Livro que o acaso
retardou
Há personagens
históricos cujas vidas e obras são tão fascinantes, que não há como não ficarmos
admirados pelo fato de nenhum escritor, principalmente ficcionista, ter
explorado esse filão temático para a produção de uma obra-prima imortal. E eles
são muitos, verdadeira “multidão”. Quanto romance marcante tem deixado de ser
escrito em virtude desse tipo de omissão! Atribuo isso à falta de informação
por parte de escritores talentosos, que caso assumissem essa tarefa, certamente
acumulariam best-sellers sobre best-sellers.. A História do Brasil, que é a que
mais me interessa, registra muitas dessas figuras, que passam praticamente
batidas, a não ser da atenção de historiadores.
Um dos personagens que
considero mais fascinantes e sobre o qual pouquíssima coisa foi escrita, é o
aventureiro português João Ramalho. Há anos planejei escrever um romance,
tendo-o por protagonista, mas por uma série de circunstâncias – que nem sei se
considero incidentes ou acidentes de percurso – vem sendo seguidamente adiado
para um “não sei quando”. Ou seja, o acaso impediu (espero que tenha somente
retardado) seu “nascimento”.
Até comecei a redigir o
tal livro, numa espécie de “copião”, alinhavando as principais idéias sem
maiores preocupações estilísticas ou de extensão. Pesquisei sobre personagens
históricos reais, que existiram em carne e osso. Fiz pesquisas também sobre
cenários da época, dos quais redigi descrições detalhadas e meticulosas, com
base em gravuras que tinha em mãos. Portanto, tinham muito de imaginação e
pouco de realidade, por razões óbvias: não vivi na época e por isso, não
testemunhei nada do que descrevi. Mas a própria História, encarada como
ciência, tem muito de ficcional. Desconfio que 50% ou mais dos textos dos
historiadores se trate de ficção. Pode ser, como pode não ser exatamente como
ele descreve personagens, cenários e acontecimentos. Afinal, ele não os viu e
não testemunhou nenhum dos episódios, que considera como “fatos”,
A tarefa mais
complicada envolveu, simultaneamente, pesquisa e imaginação (mais esta, do que
aquela). Ou seja, “inventei” protagonistas que teriam que ter (e creio que
tinham) costumes, vestimentas, comportamentos etc. etc, etc. iguais aos
verdadeiros, aos que viveram na ocasião. Não fosse assim, não haveria a
desejável verossimilhança. E essa falha saltaria imediatamente aos olhos de
qualquer um, por menos observadora que a pessoa fosse. Se fiz tudo isso, o
leitor esperto certamente estará se perguntando: “Se você andou todo esse
caminho, por que não deu sequência ao trabalho? Por que não escreveu o tal
livro?”. Bem, é aí que entram os citados “incidentes” que mencionei.
Todo o trabalho de
descrição dos personagens históricos, de criação dos fictícios, assim como as
dos cenários, das vilas onde o enredo se desenvolvia, das moradias, do
mobiliário, do vestuário dos protagonistas, etc.etc.etc. tudo, tudo foi anotado
de duas formas: parte em manuscritos, em um caderno que destinei para esse fim,
e parte datilografada. Nem sei porque fiz isso, mas fiz. Quando o livro, na
verdade o “copião”, começava a tomar forma, embora redigido por meios tão
diferentes (parte à mão e parte à máquina de escrever) tive que interromper o
trabalho, pensando retomá-lo no menor prazo possível. Dois fatos, ambos muito
positivos, ocorreram na época e desviaram a minha atenção.

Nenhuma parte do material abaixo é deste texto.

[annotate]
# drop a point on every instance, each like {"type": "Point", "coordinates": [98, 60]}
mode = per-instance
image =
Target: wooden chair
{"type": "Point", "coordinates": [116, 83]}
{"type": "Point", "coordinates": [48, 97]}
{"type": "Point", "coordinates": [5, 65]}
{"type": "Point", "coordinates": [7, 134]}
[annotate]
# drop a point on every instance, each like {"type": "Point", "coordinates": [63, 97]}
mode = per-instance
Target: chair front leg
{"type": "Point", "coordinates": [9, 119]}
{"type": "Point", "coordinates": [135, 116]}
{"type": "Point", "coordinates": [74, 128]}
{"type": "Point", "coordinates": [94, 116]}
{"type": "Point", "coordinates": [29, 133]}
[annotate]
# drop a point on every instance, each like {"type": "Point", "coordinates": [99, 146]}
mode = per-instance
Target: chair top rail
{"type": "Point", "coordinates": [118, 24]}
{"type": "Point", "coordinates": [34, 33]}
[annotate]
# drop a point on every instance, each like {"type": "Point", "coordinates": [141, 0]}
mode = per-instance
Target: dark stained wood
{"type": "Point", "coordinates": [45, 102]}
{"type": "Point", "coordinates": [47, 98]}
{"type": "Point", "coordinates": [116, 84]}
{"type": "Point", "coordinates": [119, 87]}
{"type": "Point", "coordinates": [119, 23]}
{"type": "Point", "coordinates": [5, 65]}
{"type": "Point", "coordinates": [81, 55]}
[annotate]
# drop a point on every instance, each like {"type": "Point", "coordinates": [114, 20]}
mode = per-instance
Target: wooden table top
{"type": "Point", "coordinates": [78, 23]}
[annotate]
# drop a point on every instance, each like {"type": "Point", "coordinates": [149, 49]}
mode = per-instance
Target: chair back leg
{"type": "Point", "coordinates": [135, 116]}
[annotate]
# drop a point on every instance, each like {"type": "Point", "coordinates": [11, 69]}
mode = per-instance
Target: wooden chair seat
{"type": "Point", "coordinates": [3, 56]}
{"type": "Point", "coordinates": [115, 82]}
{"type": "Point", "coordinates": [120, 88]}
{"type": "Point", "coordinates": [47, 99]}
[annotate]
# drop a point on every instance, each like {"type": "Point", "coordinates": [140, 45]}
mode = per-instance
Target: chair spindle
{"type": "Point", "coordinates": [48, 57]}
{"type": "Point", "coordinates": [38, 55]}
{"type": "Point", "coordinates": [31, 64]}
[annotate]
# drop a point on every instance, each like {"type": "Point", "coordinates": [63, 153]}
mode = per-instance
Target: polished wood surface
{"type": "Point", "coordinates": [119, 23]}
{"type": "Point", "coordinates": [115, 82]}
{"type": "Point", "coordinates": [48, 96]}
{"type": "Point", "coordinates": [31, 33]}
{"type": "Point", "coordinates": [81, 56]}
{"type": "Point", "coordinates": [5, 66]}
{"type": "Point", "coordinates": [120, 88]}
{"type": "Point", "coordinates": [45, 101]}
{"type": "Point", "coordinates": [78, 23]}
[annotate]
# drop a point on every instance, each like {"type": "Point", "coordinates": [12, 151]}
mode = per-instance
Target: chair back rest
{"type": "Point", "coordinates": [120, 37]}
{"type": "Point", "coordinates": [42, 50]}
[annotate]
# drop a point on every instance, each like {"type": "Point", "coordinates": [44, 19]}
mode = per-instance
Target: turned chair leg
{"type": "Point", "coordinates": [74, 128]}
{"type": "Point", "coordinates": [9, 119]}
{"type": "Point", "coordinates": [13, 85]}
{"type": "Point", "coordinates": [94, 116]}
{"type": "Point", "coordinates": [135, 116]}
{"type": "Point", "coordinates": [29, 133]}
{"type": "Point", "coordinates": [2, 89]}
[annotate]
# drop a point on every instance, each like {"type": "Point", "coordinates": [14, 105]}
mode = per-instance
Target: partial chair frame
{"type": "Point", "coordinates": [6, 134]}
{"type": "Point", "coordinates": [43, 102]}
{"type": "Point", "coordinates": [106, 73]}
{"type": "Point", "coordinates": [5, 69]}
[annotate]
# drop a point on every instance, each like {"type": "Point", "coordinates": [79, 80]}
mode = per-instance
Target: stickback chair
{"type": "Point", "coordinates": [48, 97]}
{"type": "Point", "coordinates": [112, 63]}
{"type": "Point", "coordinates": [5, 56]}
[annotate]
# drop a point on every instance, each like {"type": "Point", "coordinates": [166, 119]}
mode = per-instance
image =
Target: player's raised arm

A primeira dessas ocorrências
foi uma promoção que recebi no jornal em que trabalhava na época, que resultou
num salário maior, é verdade, mas também em menos tempo para outras atividades
que não fossem as profissionais. O segundo fato foi que me apareceu um bom
negócio para aquisição de uma casa, num dos melhores bairros de Campinas (verdadeira
pechincha) que implicou em demoradas negociações e na posterior burocracia para
a lavratura da devida escritura. Eufórico, como estava, a última coisa em que
pensei, na ocasião, foi no livro que estava escrevendo. Todavia, isso tudo não
foi o pior.
Adquirida a nova casa,
lavrada a escritura e cumpridas as devidas formalidades do negócio, veio o
momento mais complicado: o de pensar na mudança. Quem já mudou alguma vez, sabe
o trabalho e os contratempos que isso dá. O mínimo que ocorre é que todas as
suas coisas ficam de pernas para o ar. Imagine o leitor o que é preciso fazer
para mudar com segurança e relativa ordem uma biblioteca de cerca de quatro mil volumes!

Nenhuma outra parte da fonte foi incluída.